The NOC added that Eni had begun drilling for oil in Area B in the Ghadames Basin through the Italian company's A1-96/3 exploration well, which is testing "a series of promising geological formations... expected to contain oil and gas."

Alongside BP and the Libyan Investment Authority, Eni is the operator of the key acreage in western Libya, which sits just 35 km away from the 37,000 b/d Wafa oil field. The well is being drilled to a depth of more than 3,000 meters.

Representatives from Eni confirmed to S&P Global Commodity Insights that "exploration activities have begun in Libya", offering no further comment. BP directed questions to operator Eni.

Repsol and OMV did not immediately respond to requests for comment.

News of the IOCs' resumption of exploration activity -- a central tenet of the NOC's efforts to boost oil production from 1.15 million b/d today to 2 million b/d within five years -- comes alongside a production boost of 10,000 b/d by joint venture Akakus, NOC said.

"Akakus Oil Operations Company has increased its daily oil production rate by 10,000 barrels, as part of the implementation of the National Oil Corporation's strategic plan to increase production," the company said on social media on Oct. 27. "Thus, the production rate in the company's Sharara field reached 284,616 b/d."

The Sharara field, Libya's largest, is operated by a joint venture including NOC, Spain's Repsol, France's TotalEnergies, OMV and Norway's Equinor.

The development, alongside nearby El-Feel, which both supply light sweet crude to Europe, have been frequent targets for armed groups and political actors since the fall of Moammar Qadhafi in 2011 plunged the North African country into chaos.

Shutdown over

Increased exploration activity and production highlights an improved outlook for the Libyan oil sector following a devastating shutdown in September.

In late August, the country's eastern faction closed oil fields, ports and installations in response to efforts by the western government to replace the head of the country's central bank, which receives and hands out oil revenues that underpin some 93% of government spending.

Libyan output fell to 580,000 b/d in September as a result, according to the Platts OPEC Survey from S&P Global Commodity Insights.

The crisis was finally brought to an end after Naji Essa was appointed as the new central bank governor on Oct. 3, later receiving formal approval from chambers in the east and west.

Commodity Insights reported that production could now surge past pre-shutdown levels with companies having used the crisis as an opportunity to carry out maintenance, as well as new drilling by NOC and its partners.

El-Feel, operated by Eni and NOC, was producing at close to record levels of just under 90,000 b/d after coming back online in October, according to sources with knowledge of the matter.

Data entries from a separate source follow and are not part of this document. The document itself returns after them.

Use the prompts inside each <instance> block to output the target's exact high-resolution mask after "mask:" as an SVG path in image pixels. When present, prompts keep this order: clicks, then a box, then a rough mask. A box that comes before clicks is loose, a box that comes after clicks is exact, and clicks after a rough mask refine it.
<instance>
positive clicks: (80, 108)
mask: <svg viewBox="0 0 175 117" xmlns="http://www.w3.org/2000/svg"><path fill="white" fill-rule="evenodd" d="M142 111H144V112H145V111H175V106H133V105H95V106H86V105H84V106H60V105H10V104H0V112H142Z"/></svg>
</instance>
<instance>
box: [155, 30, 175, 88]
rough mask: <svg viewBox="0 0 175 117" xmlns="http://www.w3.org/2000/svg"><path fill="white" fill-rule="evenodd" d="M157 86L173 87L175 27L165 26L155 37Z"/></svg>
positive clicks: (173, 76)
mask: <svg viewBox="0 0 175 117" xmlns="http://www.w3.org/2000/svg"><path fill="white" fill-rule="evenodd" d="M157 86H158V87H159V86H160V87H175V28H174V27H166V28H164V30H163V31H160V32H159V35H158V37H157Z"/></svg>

In its most recent production update on Oct. 20, the NOC said production had reached 1,327,646 b/d of crude and condensate and 193,690 boe/d of natural gas.

However, experts note that healthy crude production still remains vulnerable to the whims of key political actors and armed groups.

Libya's flagship export grade Es Sider was last assessed by Platts at a $2.20/b discount to Dated Brent on Oct. 25 -- a 19-month low -- after having climbed to a $1/b premium during the shutdown.